C’est le staff d’Hillary qui est en charge de la rédaction de ses tweets contrairement à Donald Trump qui est à l’origine de la plupart des siens – avec les dérapages que cela implique.
Mais c’est ce qui peut expliquer aussi le succès du milliardaire américain avec plus de 10,5 millions d’abonnés contre la candidate démocrate qui en comptabilise 8 millions.

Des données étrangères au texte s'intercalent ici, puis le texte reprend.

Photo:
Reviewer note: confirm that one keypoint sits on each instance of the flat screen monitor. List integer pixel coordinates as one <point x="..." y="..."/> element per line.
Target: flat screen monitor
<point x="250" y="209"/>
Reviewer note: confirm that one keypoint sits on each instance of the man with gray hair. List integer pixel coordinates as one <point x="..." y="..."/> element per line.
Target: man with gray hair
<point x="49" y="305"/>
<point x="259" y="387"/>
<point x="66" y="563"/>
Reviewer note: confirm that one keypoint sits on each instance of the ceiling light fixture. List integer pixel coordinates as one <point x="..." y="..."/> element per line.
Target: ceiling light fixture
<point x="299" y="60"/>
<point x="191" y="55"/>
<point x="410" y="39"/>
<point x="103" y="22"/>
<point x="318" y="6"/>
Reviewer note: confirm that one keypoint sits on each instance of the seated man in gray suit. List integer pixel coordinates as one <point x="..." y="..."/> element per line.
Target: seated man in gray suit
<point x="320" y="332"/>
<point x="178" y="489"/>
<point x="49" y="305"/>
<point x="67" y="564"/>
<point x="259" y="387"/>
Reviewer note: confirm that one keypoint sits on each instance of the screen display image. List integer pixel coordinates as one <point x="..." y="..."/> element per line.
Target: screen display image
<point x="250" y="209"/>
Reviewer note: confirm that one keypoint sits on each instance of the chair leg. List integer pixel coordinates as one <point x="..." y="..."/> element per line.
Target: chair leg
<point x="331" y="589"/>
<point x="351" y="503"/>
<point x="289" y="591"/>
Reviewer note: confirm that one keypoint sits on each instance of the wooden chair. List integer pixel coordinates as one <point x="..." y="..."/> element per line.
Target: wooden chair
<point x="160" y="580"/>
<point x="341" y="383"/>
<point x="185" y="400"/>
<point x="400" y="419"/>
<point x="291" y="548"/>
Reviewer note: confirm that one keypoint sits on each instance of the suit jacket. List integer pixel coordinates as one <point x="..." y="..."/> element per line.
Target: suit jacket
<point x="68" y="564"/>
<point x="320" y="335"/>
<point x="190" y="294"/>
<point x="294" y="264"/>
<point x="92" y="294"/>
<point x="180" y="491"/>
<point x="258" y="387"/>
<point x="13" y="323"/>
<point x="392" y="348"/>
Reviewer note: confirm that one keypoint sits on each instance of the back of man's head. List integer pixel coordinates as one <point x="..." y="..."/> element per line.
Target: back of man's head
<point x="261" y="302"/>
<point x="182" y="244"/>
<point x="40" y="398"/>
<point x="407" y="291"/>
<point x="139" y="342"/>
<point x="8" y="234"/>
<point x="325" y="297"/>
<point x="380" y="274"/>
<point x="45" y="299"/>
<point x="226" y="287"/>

Parmi les tweets les plus fameux:

Tweet de Donald Trump qui a créé une polémique à cause de la nature antisémite du photomontage (Etoile de David)
Tweet de Donald Trump qui a créé une polémique à cause de la nature antisémite du photomontage (Etoile de David)

 

Tweet de Donald Trump daté du 16 Avril 2016 rapidement effacé: "Si Hillary est incapable de satisfaire son mari, qu'est-ce qui la convainc qu'elle peut satisfaire l'Amérique"
Tweet de Donald Trump daté du 16 Avril 2016 rapidement effacé: « Si Hillary est incapable de satisfaire son mari, qu’est-ce qui la convainc qu’elle peut satisfaire l’Amérique »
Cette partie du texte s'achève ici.